Yeah, it’s pretty much what I assumed it would be.
I had an appointment with a sports medicine doc this morning. I went in already armed with a bit of knowledge (if you consider the Internet as knowledge). I figured it was hip bursitis, and the doc confirmed my diagnosis. He said it’s either an IT band bursitis, or the hip variety.
I blame myself. The fact is, I don’t stretch. I attempt to. I have the best of intentions, but it falls short as I tend to my children, my husband, the house, and myself. If I had to choose between stretching or taking a much needed shower after a long run, I’m going to shower, hands down. And then stretching is forgotten. Yet my hip isn’t having it. Today is the worst it’s ever been. And, it’s all my fault.
The doc referred me to a physical therapist, so I’ll be making a call soon to schedule an appointment. He said they can suggest various stretches, and will do a more in depth exam on me. He said I won’t have to stop running, but I’ll need to “cut back a smidge”. That made me chuckle. He also asked me if I tend to run the same routes, and in the same direction, which I do. When you run on a paved trail, and go in the same direction every time, your body tends to get lopsided. For example, when I run on a trail out here by my house, I always stay to the right, and when I’ve reached the mileage I need to hit (let’s say for a 10 miler, I head out for 5), I then turn around and head back so I hit my 10. This explains why my right hip isn’t affected. My left side is more sloped down due to my muscles being worked more on one side than the other.

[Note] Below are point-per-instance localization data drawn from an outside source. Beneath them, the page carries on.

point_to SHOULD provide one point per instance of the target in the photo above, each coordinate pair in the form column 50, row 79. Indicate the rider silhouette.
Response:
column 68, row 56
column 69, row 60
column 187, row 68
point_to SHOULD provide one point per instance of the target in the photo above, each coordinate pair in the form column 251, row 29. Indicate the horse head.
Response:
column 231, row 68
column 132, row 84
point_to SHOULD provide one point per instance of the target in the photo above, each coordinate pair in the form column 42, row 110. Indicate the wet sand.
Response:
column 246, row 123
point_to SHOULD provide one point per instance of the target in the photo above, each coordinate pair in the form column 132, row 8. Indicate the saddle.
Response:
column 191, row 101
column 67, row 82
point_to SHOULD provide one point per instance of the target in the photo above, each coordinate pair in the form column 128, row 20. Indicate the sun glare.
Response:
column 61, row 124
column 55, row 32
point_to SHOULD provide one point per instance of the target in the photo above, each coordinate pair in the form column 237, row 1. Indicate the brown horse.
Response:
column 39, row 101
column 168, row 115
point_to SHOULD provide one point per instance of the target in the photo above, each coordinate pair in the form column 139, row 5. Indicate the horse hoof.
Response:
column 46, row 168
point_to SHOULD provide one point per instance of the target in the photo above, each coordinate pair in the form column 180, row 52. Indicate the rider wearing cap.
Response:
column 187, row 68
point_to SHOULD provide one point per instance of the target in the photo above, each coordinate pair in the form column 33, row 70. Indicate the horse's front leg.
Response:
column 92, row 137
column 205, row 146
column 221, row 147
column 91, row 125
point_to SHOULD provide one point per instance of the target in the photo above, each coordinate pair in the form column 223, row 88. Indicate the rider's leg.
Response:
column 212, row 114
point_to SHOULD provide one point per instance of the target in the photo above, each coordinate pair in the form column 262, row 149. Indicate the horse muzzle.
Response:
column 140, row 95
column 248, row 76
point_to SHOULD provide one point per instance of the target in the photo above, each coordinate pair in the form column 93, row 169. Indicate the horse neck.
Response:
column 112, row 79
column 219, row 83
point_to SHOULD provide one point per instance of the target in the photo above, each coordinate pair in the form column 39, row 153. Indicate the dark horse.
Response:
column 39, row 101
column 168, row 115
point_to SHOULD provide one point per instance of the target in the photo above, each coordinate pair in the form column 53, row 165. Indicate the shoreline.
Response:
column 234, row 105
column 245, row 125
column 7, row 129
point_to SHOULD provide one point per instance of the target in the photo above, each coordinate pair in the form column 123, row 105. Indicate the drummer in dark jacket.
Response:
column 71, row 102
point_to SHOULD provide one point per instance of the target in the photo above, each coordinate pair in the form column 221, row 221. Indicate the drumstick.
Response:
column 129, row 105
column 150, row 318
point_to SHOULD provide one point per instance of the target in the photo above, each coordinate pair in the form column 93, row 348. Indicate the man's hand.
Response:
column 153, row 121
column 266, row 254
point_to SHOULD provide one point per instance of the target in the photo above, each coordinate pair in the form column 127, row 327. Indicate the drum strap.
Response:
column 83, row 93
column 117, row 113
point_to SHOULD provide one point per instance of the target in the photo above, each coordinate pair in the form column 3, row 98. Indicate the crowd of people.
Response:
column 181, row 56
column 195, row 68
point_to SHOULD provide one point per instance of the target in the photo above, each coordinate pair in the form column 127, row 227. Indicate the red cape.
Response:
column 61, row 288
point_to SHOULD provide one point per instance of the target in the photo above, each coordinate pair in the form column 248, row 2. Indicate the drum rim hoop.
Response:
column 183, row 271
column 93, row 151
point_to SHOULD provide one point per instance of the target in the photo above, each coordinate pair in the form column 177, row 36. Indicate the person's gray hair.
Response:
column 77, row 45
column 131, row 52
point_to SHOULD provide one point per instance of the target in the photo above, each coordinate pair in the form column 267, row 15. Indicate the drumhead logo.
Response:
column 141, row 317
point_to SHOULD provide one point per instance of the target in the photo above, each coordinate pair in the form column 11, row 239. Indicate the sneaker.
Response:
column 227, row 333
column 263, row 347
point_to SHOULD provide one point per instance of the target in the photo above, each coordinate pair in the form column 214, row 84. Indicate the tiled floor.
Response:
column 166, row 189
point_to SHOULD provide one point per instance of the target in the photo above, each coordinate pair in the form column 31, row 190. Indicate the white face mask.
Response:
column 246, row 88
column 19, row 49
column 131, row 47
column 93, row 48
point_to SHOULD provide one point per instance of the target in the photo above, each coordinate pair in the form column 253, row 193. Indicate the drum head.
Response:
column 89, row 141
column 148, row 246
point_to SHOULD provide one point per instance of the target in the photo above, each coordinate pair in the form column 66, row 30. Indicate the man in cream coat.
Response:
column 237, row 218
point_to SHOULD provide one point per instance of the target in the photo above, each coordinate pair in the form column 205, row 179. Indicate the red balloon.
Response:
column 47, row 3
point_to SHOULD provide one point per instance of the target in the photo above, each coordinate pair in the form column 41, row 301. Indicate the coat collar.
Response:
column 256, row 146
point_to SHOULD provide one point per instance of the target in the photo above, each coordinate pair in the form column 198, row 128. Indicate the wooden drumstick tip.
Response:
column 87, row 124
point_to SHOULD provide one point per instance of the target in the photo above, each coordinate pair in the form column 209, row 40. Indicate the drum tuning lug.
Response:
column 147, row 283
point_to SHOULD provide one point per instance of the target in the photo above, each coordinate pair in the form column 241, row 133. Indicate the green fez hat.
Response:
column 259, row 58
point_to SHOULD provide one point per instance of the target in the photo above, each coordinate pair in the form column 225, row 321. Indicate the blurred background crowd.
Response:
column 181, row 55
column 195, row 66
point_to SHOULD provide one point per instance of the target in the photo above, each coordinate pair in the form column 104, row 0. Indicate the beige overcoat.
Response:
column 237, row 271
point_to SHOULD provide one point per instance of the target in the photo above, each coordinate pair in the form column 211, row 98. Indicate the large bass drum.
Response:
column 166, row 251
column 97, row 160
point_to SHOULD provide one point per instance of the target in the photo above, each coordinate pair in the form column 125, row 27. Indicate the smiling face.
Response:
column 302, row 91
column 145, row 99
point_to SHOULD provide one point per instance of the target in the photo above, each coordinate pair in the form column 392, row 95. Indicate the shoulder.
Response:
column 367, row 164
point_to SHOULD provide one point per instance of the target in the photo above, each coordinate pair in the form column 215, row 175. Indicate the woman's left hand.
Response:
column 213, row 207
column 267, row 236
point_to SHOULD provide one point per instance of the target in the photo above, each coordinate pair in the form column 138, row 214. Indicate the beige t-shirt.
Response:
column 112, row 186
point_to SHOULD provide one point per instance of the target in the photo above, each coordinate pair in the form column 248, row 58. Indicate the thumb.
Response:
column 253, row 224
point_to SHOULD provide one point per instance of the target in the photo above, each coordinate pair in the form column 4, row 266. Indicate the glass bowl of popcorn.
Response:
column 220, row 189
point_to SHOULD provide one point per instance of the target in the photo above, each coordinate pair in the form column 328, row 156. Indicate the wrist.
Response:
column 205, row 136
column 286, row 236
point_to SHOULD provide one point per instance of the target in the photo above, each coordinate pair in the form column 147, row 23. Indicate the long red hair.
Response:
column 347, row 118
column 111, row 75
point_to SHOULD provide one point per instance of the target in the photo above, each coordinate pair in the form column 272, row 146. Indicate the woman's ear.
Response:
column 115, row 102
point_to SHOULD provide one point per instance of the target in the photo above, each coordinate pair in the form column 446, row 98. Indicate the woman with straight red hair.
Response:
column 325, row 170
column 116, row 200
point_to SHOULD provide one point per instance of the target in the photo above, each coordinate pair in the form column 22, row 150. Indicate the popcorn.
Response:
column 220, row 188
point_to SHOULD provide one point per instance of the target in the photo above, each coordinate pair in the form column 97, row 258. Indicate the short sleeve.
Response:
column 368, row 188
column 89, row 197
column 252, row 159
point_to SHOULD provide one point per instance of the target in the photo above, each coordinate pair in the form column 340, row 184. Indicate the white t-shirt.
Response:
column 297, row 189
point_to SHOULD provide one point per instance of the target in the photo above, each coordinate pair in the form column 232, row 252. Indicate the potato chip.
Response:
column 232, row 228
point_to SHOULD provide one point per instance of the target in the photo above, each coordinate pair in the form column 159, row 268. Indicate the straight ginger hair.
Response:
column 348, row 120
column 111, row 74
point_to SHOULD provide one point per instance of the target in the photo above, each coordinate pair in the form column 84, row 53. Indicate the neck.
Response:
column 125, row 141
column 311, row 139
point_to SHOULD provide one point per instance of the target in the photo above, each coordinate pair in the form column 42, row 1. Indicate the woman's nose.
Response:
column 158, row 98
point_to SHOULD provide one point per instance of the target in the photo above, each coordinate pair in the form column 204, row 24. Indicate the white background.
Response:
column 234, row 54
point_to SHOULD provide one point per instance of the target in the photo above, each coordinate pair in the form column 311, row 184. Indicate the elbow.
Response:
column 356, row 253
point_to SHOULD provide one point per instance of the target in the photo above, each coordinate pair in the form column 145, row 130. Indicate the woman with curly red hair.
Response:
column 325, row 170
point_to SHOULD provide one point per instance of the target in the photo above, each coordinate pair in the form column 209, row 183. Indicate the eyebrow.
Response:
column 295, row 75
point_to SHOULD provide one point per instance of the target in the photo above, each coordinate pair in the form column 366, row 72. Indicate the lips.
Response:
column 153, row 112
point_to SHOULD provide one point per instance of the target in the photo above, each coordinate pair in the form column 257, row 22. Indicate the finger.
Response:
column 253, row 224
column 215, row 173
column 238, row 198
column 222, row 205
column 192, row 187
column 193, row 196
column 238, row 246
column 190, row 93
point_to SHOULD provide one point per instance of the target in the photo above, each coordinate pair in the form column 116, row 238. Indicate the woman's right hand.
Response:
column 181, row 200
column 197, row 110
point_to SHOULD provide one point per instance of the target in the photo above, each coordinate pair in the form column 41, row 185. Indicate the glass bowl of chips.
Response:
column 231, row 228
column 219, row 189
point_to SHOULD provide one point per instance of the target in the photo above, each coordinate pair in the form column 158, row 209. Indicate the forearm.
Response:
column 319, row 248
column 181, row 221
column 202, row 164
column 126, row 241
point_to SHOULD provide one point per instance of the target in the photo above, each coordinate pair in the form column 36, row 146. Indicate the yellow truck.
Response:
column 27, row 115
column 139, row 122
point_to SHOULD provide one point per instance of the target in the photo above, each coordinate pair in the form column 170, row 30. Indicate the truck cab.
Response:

So, I need to change it up, switch sides, etc. I’m hoping this will lead me to healthier hips, and to feeling better.
For my work out move today, I’ve decided to offer up a good stretch to help that IT band and hip flexors. Most of us have done this stretch:
Now, grab a small ball, like a tennis ball. I’ve been using one of my son’s plastic toy balls. Place the ball in the palm of your hand, and start rubbing it over the leg that’s curled up; hip area, around your butt, and around your upper leg. When you feel you’ve done this sufficiently, switch legs, and repeat.